The Federal Administrative Court confirmed the decision of the State Secretariat for Migration not to consider an application for simplified naturalisation filed by a man living in a registered partnership. At the same time, the Court found that this decision violated the prohibition of discrimination under international law and waived the appellant’s legal costs.
A Russian national arrived in Switzerland in 2011 and lives in a registered partnership with a Swiss national since 2015. In 2018, the Russian national filed an application for simplified naturalisation, which the State Secretariat for Migration (SEM) declined to consider. Since the Swiss Citizenship Act provides that only married persons qualify for simplified naturalisation and not those living in a registered partnership, the SEM advised the party concerned that he could apply to the Canton for ordinary naturalisation.
In 2019, the Russian national appealed the negative decision before the Federal Administrative Court (FAC). In substance, he argued that he was discriminated against compared to a married person, and that this was in violation of the provisions of the European Convention on Human Rights (ECHR) and UN Covenant II.
The appellant argues that the ordinary naturalisation procedure takes longer than the simplified procedure and that during this time he would be obliged to keep the same residence even if relocation were appropriate for professional reasons. He did not, however, specify the actual professional circumstances. He rightly maintained on the other hand that, in the ordinary procedure, sexual orientation couldn’t be kept secret because a larger circle of persons is informed than in the simplified procedure.
The FAC sees an inadmissible discrimination in the fact that the law denies homosexual persons access to simplified naturalisation on the ground that they cannot enter into marriage – consequently because of their sexual orientation. In the appellant’s case, however, the aggravations associated with the ordinary naturalisation procedure are negligible. As a lawyer, the appellant would be able to run through this process without difficulty and obtain Swiss citizenship. Moreover, he did not show that he had to change his place of residence for professional reasons.
Considering the low severity of the adverse effects, the Court refrained from annulling the SEM’s decision. Notwithstanding, the Court formally finds that that decision is in violation of the prohibition of discrimination under international law. Consequently, the FAC waives the appellant’s legal costs.

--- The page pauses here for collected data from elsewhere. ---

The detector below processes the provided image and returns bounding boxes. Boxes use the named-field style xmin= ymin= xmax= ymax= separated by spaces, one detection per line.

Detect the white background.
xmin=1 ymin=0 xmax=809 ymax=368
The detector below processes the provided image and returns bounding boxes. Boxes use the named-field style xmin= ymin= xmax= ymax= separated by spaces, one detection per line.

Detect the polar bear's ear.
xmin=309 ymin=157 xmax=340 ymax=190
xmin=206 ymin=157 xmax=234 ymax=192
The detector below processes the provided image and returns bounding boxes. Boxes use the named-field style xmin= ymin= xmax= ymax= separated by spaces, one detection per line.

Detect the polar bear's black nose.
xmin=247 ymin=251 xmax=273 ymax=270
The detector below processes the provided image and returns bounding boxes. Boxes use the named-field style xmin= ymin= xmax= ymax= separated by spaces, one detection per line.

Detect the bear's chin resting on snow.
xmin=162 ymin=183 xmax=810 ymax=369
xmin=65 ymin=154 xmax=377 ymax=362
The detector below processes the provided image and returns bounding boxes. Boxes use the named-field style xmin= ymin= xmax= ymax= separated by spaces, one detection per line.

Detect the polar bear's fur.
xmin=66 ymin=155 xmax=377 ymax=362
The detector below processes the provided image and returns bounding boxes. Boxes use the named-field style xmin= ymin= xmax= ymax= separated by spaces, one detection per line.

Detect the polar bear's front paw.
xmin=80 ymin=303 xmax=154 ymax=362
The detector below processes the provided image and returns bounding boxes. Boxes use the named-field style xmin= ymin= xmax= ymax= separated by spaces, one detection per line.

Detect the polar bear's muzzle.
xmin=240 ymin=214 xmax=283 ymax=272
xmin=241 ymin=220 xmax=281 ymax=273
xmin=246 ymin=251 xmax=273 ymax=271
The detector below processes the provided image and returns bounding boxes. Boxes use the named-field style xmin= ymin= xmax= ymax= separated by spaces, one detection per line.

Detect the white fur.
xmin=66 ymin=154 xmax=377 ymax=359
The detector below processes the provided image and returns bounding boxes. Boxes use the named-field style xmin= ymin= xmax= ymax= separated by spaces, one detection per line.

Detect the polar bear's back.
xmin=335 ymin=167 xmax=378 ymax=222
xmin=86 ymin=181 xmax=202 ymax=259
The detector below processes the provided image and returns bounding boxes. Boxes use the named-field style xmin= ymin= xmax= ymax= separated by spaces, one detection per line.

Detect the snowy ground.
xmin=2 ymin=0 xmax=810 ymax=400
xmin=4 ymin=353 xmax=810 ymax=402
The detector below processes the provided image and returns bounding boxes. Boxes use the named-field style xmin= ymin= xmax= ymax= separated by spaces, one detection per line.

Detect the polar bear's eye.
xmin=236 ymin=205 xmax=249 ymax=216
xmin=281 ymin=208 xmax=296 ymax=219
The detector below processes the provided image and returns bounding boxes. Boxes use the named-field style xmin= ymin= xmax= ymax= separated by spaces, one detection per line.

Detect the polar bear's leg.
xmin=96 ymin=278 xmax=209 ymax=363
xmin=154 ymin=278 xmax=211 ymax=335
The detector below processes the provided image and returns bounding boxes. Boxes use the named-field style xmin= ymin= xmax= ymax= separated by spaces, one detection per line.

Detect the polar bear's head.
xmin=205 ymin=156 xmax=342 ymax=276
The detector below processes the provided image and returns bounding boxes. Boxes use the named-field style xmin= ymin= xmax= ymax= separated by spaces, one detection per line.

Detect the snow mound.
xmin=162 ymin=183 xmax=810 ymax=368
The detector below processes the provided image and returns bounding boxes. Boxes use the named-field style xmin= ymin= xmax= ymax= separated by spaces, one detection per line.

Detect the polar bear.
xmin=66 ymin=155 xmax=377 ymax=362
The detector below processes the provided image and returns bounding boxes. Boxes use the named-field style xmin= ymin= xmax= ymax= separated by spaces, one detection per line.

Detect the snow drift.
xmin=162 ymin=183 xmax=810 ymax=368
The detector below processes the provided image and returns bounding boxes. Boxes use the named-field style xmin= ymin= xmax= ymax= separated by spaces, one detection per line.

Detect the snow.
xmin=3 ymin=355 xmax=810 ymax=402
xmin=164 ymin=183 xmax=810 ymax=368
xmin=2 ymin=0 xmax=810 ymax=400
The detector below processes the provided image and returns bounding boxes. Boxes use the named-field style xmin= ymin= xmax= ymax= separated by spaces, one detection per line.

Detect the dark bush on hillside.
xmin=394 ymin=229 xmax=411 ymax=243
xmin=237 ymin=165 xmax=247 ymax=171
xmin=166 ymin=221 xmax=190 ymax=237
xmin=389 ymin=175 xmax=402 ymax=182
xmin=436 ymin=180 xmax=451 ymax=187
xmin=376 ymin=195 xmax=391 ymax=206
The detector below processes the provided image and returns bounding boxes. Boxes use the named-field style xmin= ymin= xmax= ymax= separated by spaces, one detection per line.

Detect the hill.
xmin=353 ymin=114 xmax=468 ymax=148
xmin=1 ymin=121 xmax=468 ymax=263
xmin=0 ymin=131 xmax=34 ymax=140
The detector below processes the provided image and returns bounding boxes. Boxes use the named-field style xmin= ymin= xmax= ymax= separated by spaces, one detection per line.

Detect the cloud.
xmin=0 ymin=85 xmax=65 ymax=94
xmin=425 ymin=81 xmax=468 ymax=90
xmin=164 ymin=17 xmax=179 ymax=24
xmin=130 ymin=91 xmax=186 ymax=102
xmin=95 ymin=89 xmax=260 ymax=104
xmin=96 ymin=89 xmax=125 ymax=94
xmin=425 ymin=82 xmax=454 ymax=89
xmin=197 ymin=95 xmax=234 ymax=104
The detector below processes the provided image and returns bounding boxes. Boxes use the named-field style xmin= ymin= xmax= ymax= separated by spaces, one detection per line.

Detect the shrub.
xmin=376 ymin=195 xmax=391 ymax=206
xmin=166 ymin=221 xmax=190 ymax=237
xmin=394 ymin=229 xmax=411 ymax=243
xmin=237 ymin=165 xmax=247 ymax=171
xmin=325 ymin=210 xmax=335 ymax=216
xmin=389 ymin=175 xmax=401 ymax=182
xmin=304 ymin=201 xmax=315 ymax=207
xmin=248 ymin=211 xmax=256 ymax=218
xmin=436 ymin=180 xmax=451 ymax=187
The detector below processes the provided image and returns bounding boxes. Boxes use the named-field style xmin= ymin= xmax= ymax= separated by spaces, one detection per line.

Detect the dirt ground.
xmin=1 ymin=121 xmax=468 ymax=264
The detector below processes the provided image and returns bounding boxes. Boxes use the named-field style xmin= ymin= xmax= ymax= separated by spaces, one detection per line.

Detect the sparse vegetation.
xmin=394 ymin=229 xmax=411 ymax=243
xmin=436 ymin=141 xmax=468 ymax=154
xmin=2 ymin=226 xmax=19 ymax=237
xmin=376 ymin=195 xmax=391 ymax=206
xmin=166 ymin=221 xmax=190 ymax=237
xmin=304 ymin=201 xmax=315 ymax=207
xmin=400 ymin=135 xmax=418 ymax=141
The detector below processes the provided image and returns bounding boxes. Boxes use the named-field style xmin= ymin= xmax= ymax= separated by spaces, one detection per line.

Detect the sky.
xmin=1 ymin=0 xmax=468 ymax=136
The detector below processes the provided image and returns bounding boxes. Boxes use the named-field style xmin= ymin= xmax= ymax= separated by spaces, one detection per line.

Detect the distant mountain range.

This judgment may be appealed to the Federal Supreme Court.
In the event of a conflict between federal law and international law, Switzerland is generally obligated to apply international law. The Federal Supreme Court has developed an exception, known as the "Schubert practice", which should not have been applied in the present case. According to this practice, a prior norm of international law should not be applied when the federal legislator consciously breached international law or consciously accepted the possibility that international law would be breached. This exception does not apply to Switzerland's human rights obligations, where international law takes precedence over national law.
When drafting the Federal Act of 18 June 2004 on the Registered Partnership between Same-Sex Couples (Same-Sex Partnership Act) and during the relevant parliamentary debates, it was stated that registered partnerships would not be treated on an equal footing with marriages in terms of simplified naturalisation. Therefore, is it assumed that the legislator consciously accepted a possible infringement of international law.
If the initiative about same-sex marriage is accepted, homosexual persons will also be assured unrestricted access to simplified naturalisation.